Why Austrian Economics Matters

Public Policy

For Austrians, economic regulation is always destructive of prosperity because it misallocates resources and is extremely destructive of small business and entrepreneurship.

Environmental regulation has been among the worst offenders in recent years. Nobody can calculate the extraordinary losses associated with the Clean Air Act or the absurdities associated with wetlands or endangered species policies.

However, environmental policy can do what it is explicitly intended to do: lower standards of living. But antitrust policy, in contrast to its stated policy, does not generate competitiveness. Such bogeymen as predatory pricing still scare the bureaucrats at Justice, whereas simple economic analysis can refute the idea that a competitor can sell below his cost of production to take over the market and then sell at monopoly prices later. Any firm that attempts to sell below the costs of production will indefinitely suffer loses. The moment it attempts to raise prices, it invites competitors back into the market.

Civil rights legislation represents one of the most intrusive regulatory interventions in labor markets. When employers are not able to hire, fire, and promote based on their own criteria of merit, dislocations occur within the firm and in labor markets at large. Moreover, civil rights legislation, by creating legal preferences for some groups, undermines the public sense of fairness that is the market’s hallmark.

There is another cost of economic regulation: it impedes the entrepreneurial discovery process. This process is based on having a wide array of alternatives open to the use of capital. Yet government regulation limits the options of entrepreneurs, and erects barriers to the exercise of entrepreneurial talent. Safety, health, and labor regulations, for example, not only inhibit existing production, they impede the development of better production methods.

Austrians have also developed impressive critiques of redistributionism. Conventional welfare theory argues that if the law of diminishing marginal utility is true, then total utility can be easily increased. If you take a dollar from a rich man, his welfare is slightly diminished, but that dollar is worth less to him than to a poor man. Thus redistributing a dollar from a rich man to a poor man increases the total utility between the two. The implication is that welfare can be maximized through perfect income equality. The problem with this, say Austrians, is that utilities cannot be added and subtracted, since they are subjective.

Redistributionism takes from property-owners and producers and gives, by definition, to non-owners and non-producers. This diminishes the value of the property that has been redistributed. Far from increasing total welfare, redistributionism diminishes it. By making property and its value less secure, income transfers lessen the benefits of ownership and production, and thus lower the incentives to both.

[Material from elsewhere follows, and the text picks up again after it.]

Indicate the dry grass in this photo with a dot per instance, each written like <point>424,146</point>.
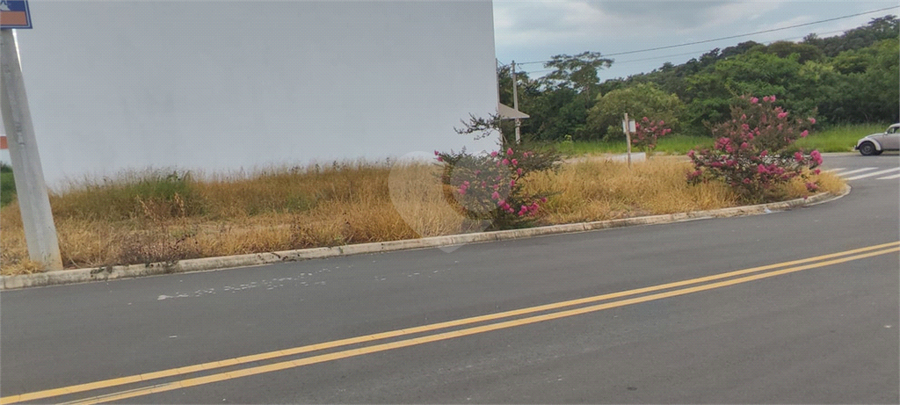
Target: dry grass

Austrians reject the use of redistribution to stimulate the economy or otherwise manipulate the structure of economic activity. Increasing taxes, for example, can do nothing but harm. A shorthand for taxes is wealth destruction. They forcibly confiscate property that could otherwise be saved or invested, thus lowering the number of consumer options available. Moreover, there is no such thing as a strict consumer tax. All taxes decrease production.

Austrians do not go along with the view that deficits don’t matter. In fact, the requirement that deficits be financed by the public or foreign bond holders drives up interest rates and thus crowds out potential private investment. Deficits also create the danger that they will be financed through central-bank inflation. Yet the answer to deficits is not to increase taxation, which is more destructive than deficits, but rather to balance the budget through necessary spending cuts. Where to cut? Anywhere and everywhere.

The ideal situation is not simply a balanced budget. Government spending itself, regardless of deficit or surplus, should be as small as possible. Why? Because such spending diverts resources from better uses in private markets.

We hear talk of this or that “government investment.” Austrians reject this term as an oxymoron. Real investment is taken on by capitalists risking their own money in hopes of satisfying future consumer demands. Government limits the satisfaction of consumer demands by hampering production in the private sector. Besides, government investments are notorious wastes of money, and are in fact consumption spending by politicians and bureaucrats.